5.4.2 Clinical Comment: Lack of efficacy of the treatment of anaphylaxis with adrenaline may be due to several factors such as delayed administration at the point when circulatory collapse is already severe, the patient’s overall health, co-existing poorly controlled asthma, the amount of allergen exposure, poor or slow adrenaline absorption (perhaps due to a subcutaneous injection), and potentially, adrenaline resistance (for example due to concomitant betablocker medication). Lack of an initial response may require a second injection administered 5 to 15 minutes after the first. From the narratives of the cases reported to the MHRA the majority report difficulty in activating the device or failure of the device to activate. Many of the reports in the EVDAS database also relate to ‘device failure’. However the failure may not be a quality issue but more one of lack of training of the patient and/or carer who needs to be able to administer the adrenaline in an emergency situation. Although the percentage of devices reported to the MAH as possibly failing to deliver an effective dose is small, in a life threatening situation such as acute anaphylaxis even one failure may have fatal consequences.

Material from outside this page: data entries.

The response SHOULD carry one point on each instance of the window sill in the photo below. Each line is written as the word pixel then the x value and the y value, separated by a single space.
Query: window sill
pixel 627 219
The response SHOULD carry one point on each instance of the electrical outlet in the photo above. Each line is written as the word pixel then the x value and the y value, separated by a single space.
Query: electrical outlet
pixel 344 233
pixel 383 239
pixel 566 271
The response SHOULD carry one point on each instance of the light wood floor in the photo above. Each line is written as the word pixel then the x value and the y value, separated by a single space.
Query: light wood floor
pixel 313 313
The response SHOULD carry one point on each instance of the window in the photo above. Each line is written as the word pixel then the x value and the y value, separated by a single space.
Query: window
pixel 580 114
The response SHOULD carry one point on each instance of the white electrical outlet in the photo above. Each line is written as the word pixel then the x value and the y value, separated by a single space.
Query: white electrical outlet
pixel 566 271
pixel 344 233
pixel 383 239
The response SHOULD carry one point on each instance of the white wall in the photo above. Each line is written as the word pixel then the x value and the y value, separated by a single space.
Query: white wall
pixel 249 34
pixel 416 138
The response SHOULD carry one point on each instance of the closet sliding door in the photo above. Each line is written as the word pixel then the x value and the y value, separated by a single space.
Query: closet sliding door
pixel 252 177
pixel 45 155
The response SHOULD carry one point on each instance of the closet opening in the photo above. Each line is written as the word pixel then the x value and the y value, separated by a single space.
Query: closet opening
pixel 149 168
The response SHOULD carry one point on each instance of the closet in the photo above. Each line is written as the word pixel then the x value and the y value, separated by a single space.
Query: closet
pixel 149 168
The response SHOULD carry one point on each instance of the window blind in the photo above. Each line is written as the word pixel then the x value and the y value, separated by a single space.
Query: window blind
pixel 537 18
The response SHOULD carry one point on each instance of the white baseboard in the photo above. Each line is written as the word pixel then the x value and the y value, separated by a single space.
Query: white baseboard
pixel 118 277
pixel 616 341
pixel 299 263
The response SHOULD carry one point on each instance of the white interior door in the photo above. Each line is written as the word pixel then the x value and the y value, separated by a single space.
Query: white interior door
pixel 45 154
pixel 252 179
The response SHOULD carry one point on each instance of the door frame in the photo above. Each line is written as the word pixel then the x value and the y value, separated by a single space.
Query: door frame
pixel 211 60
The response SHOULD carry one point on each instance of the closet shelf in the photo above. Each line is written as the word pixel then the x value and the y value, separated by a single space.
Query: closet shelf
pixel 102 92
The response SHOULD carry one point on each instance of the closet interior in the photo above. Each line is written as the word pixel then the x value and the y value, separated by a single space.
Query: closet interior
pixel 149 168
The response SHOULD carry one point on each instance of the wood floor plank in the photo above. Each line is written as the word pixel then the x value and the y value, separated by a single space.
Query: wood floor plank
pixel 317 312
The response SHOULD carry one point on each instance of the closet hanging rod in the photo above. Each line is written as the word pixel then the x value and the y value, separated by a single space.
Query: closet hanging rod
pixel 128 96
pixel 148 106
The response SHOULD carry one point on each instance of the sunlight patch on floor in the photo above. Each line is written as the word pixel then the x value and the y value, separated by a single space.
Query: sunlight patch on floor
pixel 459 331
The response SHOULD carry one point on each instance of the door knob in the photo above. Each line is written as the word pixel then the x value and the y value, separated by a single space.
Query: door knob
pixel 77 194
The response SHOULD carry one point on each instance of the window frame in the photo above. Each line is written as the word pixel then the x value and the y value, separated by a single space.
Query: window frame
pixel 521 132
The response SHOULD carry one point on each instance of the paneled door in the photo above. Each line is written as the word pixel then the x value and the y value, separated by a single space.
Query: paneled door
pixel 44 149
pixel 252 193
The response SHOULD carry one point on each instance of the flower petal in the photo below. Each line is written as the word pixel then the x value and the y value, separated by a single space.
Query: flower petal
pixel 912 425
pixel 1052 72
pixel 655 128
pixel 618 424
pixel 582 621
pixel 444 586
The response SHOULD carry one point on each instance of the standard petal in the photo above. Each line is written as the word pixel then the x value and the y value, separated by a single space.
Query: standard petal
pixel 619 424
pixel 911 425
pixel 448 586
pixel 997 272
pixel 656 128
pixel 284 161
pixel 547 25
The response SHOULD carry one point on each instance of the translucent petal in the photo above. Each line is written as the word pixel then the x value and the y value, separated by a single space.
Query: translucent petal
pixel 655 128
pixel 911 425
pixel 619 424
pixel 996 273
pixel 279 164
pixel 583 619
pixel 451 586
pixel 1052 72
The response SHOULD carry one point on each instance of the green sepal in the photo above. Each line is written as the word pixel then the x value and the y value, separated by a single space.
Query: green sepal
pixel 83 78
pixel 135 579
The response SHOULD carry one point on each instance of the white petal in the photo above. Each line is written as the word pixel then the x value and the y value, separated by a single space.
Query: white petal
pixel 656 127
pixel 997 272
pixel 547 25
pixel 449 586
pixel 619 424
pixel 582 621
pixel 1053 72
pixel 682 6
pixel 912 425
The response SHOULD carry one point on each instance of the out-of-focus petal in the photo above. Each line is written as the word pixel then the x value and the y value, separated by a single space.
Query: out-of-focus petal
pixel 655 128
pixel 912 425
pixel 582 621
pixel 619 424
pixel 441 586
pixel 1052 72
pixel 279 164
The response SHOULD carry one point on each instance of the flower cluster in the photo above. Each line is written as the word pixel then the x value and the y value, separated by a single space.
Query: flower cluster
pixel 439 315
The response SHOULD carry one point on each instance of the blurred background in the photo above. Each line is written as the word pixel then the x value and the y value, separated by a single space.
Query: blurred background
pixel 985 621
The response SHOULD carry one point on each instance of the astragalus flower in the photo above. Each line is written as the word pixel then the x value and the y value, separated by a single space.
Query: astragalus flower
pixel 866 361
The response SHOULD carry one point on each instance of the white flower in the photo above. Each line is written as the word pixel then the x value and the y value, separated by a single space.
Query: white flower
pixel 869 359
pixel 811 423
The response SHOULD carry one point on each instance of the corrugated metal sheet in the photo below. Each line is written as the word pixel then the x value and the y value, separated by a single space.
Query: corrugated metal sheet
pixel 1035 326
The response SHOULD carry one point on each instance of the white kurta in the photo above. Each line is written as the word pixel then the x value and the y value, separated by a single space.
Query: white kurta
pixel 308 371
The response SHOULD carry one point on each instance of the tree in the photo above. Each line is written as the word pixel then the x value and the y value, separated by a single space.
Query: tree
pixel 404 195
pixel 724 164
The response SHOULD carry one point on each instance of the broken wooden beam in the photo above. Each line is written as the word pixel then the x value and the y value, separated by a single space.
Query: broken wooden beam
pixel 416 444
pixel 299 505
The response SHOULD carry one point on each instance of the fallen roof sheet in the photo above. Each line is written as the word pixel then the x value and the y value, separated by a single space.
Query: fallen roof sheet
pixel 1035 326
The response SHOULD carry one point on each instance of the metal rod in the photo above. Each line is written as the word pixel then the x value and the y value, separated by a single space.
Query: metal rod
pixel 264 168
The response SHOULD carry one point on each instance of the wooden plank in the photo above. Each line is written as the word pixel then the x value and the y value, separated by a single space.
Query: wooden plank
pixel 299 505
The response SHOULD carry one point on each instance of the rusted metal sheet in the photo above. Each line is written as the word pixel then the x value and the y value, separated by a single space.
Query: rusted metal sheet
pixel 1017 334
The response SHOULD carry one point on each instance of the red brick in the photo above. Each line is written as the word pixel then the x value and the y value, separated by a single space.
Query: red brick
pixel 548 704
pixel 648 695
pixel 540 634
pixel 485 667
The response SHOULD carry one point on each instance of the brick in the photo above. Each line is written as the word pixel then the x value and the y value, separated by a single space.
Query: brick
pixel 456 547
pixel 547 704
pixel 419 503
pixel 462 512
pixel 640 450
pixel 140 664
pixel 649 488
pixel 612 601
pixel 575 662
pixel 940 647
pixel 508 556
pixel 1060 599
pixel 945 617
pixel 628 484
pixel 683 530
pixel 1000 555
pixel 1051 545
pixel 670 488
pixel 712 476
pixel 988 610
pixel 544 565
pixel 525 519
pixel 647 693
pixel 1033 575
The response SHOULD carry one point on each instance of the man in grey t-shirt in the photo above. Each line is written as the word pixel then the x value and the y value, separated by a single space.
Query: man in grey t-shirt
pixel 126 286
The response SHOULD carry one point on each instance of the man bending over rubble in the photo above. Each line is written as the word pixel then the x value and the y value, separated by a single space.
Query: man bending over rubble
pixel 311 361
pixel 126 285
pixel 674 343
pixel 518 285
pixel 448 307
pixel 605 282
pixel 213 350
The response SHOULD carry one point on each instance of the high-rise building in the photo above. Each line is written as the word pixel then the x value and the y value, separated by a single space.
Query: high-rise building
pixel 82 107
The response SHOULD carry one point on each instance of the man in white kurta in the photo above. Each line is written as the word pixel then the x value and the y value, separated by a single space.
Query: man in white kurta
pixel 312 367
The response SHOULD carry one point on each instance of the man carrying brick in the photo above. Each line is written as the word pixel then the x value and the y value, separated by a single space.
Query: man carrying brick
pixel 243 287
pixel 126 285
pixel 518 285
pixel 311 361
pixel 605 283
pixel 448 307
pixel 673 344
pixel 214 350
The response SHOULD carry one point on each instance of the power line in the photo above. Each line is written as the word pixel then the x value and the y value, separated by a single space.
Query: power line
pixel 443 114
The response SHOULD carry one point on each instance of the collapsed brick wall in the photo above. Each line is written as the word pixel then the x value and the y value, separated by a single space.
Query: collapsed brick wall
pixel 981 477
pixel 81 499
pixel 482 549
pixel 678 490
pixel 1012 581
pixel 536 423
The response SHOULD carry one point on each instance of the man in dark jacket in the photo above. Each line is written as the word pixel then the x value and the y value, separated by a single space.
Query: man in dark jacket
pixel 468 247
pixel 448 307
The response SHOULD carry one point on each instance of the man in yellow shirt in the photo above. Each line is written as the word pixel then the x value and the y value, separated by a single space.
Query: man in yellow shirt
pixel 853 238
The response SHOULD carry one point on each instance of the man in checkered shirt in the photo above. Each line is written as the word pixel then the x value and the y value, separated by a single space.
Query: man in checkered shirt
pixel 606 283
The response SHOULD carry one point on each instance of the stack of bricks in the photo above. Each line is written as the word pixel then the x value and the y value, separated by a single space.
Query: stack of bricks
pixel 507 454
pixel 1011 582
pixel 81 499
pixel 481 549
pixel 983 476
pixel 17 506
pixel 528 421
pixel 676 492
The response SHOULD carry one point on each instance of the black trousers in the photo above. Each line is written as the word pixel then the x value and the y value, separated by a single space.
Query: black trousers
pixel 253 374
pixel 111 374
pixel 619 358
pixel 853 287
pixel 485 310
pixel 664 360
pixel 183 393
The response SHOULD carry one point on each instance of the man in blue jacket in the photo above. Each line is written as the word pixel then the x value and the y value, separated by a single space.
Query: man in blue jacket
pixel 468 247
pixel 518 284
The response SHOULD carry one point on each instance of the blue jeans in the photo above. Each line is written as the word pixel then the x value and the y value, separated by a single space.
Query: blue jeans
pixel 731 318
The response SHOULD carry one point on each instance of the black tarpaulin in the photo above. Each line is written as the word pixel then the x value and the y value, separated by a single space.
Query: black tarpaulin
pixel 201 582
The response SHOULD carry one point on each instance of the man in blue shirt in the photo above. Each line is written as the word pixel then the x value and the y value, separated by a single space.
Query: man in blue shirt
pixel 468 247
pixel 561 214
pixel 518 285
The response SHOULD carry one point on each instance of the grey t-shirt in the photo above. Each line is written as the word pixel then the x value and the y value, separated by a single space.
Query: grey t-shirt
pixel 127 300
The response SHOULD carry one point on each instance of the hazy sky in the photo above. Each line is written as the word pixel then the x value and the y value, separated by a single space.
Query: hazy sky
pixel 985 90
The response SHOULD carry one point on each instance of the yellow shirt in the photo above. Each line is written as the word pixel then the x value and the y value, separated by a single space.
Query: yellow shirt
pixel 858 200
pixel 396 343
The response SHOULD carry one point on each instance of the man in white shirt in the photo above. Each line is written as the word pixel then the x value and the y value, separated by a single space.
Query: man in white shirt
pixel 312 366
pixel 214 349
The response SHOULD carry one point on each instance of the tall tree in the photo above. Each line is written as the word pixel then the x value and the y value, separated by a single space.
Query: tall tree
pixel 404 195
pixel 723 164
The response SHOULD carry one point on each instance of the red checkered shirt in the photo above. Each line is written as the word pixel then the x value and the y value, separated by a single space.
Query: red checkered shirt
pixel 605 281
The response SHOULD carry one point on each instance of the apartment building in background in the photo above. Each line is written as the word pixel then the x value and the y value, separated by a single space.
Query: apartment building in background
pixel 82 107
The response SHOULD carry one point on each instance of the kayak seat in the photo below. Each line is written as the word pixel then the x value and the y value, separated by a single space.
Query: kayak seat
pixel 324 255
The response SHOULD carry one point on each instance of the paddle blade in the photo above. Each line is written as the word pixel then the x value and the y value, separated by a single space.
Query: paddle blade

Of the 22 cases of ‘no or reduced effect’ from the auto-injector that were reported, 5 were associated with a fatal outcome. The possibility of providing two auto-injectors in a single pack has been proposed in order to facilitate the recommendation that the patient should always carry two auto-injectors with them. It is acknowledged that in some cases, a single injection is not sufficient to achieve a response for a number of reasons, including severity of attack as well as the possibility that a dose has not been effectively administered; a second injection may therefore be needed. If the patient routinely carries two auto-injectors this will provide a safeguard.

6 Discussion and recommendations The EpiPen® AAI was first licensed in the UK in 1996 for use in the treatment of acute anaphylaxis by non-medically trained staff or patients. The accepted optimal route of administration is by intramuscular injection into the anterolateral aspect of the mid-thigh and this is supported by limited pharmacokinetic data demonstrating that adrenaline by the intramuscular route is absorbed more quickly (shorter Tmax) and gives a higher maximum plasma concentration (Cmax) than by the subcutaneous route. This is important for a life-threatening condition such as anaphylaxis where swift treatment decreases the risk of a fatal outcome. However the data are sparse and mainly in healthy volunteers; no clinical trials have been conducted in anaphylaxis because of practical and ethical considerations. The recommendation that adrenaline is ideally administered by the intramuscular route in the community setting is accepted. The site of injection is accepted as the anterolateral aspect of the mid-thigh. The study by Stecher et al20 in children suggested that the distal thigh would provide a shorter distance to the muscle tissue but the risk of the needle hitting bone in this area is greater. This could lead to the needle not deploying correctly or breaking in the tissue or, theoretically, osteitis. It could be suggested that the distal thigh be recommended for more overweight and obese patients but recommending different sites in different situations could cause confusion. On balance it is accepted that the anterolateral aspect of the mid-thigh continues to be the recommended site of injection.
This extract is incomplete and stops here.